Une magistrate du parquet m’a dit : « Ces mineures-là sont des délinquants professionnalisés ». On ne les voit pas comme des mineures qu’on doit aider, mais comme des mineures qu’on doit stopper, et dès lors, la prison devient une réponse légitime.
Le but ce n’est pas de les aider dans leur développement, c’est qu’elles arrêtent de voler les touristes dans les rues de Paris. Et la réponse la plus simple à ce problème, c’est bien la prison.
Les différences de traitement s’expliquent par une pensée culturaliste
Imaginons une mineure française qui dit qu’elle vit dans un bidonville. Que fait le juge ? Il va bien évidemment ouvrir un dossier d’assistance éducative, considérant que cette mineure est en danger.
S’ils ne le font pas pour une mineure rom, c’est à cause d’une pensée culturaliste : une mineure blanche et française dans cette situation est considérée comme une mineure en danger.

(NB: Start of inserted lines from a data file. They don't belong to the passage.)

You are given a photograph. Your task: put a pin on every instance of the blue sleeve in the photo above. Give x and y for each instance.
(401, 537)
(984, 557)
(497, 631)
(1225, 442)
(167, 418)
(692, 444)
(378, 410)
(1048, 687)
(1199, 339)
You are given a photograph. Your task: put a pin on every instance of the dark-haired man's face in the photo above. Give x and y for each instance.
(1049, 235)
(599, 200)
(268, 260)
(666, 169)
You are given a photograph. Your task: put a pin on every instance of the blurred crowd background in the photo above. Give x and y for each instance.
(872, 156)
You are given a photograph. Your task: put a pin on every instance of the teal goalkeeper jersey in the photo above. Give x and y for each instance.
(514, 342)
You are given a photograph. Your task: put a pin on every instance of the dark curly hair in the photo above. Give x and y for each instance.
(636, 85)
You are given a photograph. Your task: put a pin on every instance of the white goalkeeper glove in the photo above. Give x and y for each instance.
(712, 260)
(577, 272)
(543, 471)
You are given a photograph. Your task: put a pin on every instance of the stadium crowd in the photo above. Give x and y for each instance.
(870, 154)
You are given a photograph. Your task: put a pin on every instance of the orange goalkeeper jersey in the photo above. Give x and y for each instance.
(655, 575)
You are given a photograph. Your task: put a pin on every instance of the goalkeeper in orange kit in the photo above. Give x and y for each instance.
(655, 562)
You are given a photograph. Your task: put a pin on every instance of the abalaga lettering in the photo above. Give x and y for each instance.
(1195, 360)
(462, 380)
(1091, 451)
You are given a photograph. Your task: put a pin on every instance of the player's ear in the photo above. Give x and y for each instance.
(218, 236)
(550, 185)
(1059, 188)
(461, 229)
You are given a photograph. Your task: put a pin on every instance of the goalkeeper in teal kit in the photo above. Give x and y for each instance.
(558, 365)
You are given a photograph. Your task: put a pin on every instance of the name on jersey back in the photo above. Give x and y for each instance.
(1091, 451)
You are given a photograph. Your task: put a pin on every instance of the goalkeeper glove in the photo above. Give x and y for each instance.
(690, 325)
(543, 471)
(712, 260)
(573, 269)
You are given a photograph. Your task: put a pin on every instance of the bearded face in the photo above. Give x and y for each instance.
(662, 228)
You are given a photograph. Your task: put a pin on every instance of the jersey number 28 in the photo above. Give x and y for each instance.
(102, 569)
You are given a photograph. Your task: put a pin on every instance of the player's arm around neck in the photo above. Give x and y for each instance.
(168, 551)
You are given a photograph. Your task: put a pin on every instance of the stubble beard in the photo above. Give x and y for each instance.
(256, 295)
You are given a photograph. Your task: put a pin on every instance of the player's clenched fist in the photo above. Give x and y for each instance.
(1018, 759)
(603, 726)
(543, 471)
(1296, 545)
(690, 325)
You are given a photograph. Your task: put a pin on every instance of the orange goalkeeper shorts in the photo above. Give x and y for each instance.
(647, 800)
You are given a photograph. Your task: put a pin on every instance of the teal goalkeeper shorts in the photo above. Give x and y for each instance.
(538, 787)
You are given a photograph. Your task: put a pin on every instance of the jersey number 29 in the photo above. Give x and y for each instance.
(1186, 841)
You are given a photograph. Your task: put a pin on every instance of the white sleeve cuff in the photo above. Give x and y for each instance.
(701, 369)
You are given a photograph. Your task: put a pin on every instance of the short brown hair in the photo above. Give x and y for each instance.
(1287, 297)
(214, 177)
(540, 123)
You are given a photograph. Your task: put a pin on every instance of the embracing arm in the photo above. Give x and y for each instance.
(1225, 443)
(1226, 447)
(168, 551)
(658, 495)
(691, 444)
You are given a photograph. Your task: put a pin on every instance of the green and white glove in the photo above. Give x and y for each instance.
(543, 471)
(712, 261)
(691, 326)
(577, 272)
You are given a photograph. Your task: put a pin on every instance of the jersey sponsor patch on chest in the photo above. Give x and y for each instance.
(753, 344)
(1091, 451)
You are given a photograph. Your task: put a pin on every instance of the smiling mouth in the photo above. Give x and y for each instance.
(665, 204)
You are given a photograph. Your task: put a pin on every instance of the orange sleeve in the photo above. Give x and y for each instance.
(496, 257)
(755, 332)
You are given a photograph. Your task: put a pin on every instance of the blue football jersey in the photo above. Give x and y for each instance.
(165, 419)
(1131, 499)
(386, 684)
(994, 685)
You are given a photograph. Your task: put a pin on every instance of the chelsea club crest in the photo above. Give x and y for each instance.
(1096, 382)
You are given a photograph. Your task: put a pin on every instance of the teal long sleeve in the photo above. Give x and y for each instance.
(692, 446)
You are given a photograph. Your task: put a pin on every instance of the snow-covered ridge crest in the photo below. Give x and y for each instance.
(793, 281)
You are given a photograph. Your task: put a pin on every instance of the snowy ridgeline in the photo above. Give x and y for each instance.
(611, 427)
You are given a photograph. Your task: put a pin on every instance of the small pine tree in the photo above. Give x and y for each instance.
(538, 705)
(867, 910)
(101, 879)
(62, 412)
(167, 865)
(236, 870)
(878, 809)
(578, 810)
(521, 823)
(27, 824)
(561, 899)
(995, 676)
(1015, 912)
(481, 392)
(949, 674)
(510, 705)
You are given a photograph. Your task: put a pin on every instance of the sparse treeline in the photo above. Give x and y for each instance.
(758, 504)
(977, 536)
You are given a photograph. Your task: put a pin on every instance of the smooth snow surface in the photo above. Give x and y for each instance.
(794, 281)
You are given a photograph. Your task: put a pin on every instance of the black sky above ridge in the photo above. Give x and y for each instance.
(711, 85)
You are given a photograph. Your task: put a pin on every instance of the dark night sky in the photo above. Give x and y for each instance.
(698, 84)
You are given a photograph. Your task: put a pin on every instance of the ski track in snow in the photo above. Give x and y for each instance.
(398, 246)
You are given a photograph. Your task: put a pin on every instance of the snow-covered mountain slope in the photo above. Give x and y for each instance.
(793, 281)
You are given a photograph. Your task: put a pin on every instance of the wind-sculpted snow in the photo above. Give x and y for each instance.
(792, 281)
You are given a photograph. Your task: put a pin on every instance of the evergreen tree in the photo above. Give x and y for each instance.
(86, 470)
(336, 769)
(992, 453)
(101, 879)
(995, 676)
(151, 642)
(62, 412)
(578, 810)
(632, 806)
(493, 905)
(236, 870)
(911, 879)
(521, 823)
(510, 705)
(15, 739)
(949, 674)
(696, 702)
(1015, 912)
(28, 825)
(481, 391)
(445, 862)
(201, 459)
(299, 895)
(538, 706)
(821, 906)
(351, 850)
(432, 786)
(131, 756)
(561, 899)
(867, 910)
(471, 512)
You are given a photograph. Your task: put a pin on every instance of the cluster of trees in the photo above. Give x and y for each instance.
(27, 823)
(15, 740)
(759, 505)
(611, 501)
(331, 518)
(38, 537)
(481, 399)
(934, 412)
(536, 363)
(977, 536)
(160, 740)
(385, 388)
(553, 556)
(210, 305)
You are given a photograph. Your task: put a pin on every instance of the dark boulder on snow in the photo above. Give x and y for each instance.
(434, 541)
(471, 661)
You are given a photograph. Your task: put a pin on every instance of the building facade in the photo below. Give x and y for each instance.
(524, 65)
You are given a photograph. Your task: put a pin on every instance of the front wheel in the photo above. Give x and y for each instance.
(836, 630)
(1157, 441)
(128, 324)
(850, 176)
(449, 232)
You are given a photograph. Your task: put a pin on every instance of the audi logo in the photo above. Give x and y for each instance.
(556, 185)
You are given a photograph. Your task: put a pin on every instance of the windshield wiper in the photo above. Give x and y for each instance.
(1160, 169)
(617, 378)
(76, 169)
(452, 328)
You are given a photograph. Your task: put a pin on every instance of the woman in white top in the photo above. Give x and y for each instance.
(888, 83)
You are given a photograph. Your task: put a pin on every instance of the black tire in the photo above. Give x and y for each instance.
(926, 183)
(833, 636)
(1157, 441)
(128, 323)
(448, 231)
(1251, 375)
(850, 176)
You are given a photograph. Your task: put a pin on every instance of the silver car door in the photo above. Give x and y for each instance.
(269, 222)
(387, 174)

Une mineure rom ? On considère que c’est ce qu’elle veut, que c’est sa culture, et d’ailleurs, où irait-elle vivre sinon dans un bidonville? Mais les juges ne peuvent admettre cette forme de discrimination institutionnelle frontalement puisque leur mission est bien sûr de protéger tous les enfants.
Résultat : sur une trentaine de mineures en prison, vous avez une vingtaine d’adolescentes roms incarcérées pour vols, quelques jeunes filles ayant commis des actes très graves – comme un meurtre – et enfin quelques unes suspectées de terrorisme. On mélange des jeunes filles qui ont fait des vol à la tire, à des radicalisées et à d’autres qui ont tué leurs enfants ; ça fait un mélange bizarre. Les ados roms ne comprennent pas ce qu’elles font là !
La première étape : les statistiques ethniques
Je suis sociologue, je n’ai pas de solution clé en main pour une justice non discriminatoire. Cela étant, je suis très critique de la justice personnalisée. En France, à la différence de la justice pour adultes, la justice pour mineurs est personnalisée, c’est-à-dire qu’on prend en compte d’abord la « personnalité » du mineur et enfin ses actes.
« La justice personnalisée reproduit les rapports de pouvoir. »
Arthur Vuattoux, sociologue
Le problème, c’est que si on regarde la question à partir du genre, de la race ou de la classe, c’est une justice arbitraire, parce que le juge des enfants a un pouvoir énorme. Et cette justice peut reproduire les rapports de pouvoir qui traversent la société.
Bien sûr, il y a des juges bienveillants, lecteurs de sciences sociales ou des avis du défenseur des droits. Mais est-ce que tous se demandent, quand ils s’occupent d’un mineur racisé ou défavorisé : « Est-ce que je le traite comme un mineur blanc du centre de Paris ? »
Attention, je ne me place pas dans une optique sécuritaire, qui consiste à dire qu’il faut pénaliser les mineurs comme les adultes, mais il faut plus de clarté.
On ne peut pas se permettre d’avoir une justice qui incarcère plus les adolescentes roms – et plus largement les classes populaires – et favorise les classes supérieures.